Low-Temperature Eutectic Freeze-Drying: Mix Nisin with a 15% (w/v) glycine-proline binary eutectic system, using the eutectic point (-48°C) to lower the ice crystal formation temperature, making the amorphous matrix of the freeze-dried sample more uniform, with activity retention exceeding 95%, but costs increasing by 20%–30% compared to traditional processes.

IV. Challenges and Solutions in Industrial Application

Temperature Uniformity in Scale Production:

Industrial freeze-dryers (volume ≥1000 L) need multi-shelf temperature control (temperature difference ≤±1°C) with a gas circulation system (flow rate 0.5 m/s) to avoid local overheating. Example: A food additive enterprise uses a 12-shelf freeze-dryer with PLC program stage temperature control, causing activity retention fluctuations of ≤3% between batches.

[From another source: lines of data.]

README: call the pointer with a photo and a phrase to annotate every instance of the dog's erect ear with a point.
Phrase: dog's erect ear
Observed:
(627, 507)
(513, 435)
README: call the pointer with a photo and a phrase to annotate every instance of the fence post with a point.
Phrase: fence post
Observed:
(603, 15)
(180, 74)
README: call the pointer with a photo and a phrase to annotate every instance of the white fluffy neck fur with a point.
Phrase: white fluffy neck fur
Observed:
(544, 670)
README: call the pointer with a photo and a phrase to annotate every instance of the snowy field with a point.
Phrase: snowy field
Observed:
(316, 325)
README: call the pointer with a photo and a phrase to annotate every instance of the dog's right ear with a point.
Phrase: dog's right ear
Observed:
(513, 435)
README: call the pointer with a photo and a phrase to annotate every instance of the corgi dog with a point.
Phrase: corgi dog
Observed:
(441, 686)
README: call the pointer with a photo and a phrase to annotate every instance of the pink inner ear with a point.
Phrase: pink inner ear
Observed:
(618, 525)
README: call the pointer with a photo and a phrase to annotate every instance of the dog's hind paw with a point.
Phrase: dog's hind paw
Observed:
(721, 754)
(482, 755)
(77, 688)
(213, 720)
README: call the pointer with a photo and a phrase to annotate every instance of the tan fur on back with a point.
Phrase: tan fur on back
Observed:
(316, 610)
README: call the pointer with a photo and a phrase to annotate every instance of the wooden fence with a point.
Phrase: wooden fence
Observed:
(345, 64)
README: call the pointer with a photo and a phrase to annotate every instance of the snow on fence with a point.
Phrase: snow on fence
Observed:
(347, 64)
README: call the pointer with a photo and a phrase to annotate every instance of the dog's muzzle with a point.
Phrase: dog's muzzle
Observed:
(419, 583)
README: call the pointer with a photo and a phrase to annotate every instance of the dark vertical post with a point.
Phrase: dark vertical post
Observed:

Energy Consumption Optimization and Cost Control:

Introduce heat pump technology to recover cooling capacity during the drying stage, reducing energy consumption by 35% compared to traditional freeze-drying. Meanwhile, adopt the "high-concentration freeze-drying + ultrafine grinding" process, increasing the initial Nisin concentration from 5 mg/mL to 20 mg/mL, and increasing unit energy consumption output by 4 times.

Rehydration Performance Improvement:

Add 0.1% (w/v) cyclodextrin to embed Nisin before freeze-drying, forming a β-cyclodextrin-polypeptide inclusion complex. The freeze-dried powder dissolves 50% faster in water, suitable for instant products like beverages.

V. Frontier Research Directions

Nanoscale Freeze-Drying Protection Strategy: Encapsulate Nisin in trehalose-chitosan nanoparticles (100–200 nm diameter) before freeze-drying. The nano-space confinement effect reduces molecular movement, with activity retention up to 98%, and stability in gastric acid environment (pH 1.2) increased by 3 times.

3D Printing Freeze-Drying Technology: Combine low-temperature extrusion molding with freeze-drying to prepare Nisin drug-loaded scaffolds with gradient pore structures. When used as wound dressings, they enable sustained release for 14 days (release rate 0.5–1.0 IU/cm²·h).

Theoretical Model Prediction: Construct a Nisin-protective agent interaction model based on molecular dynamics simulation (MD) to predict optimal freeze-drying parameters (e.g., optimal cooling rate = 1.2°C/min, disulfide bond energy loss <5%), shortening process development cycles by >50%.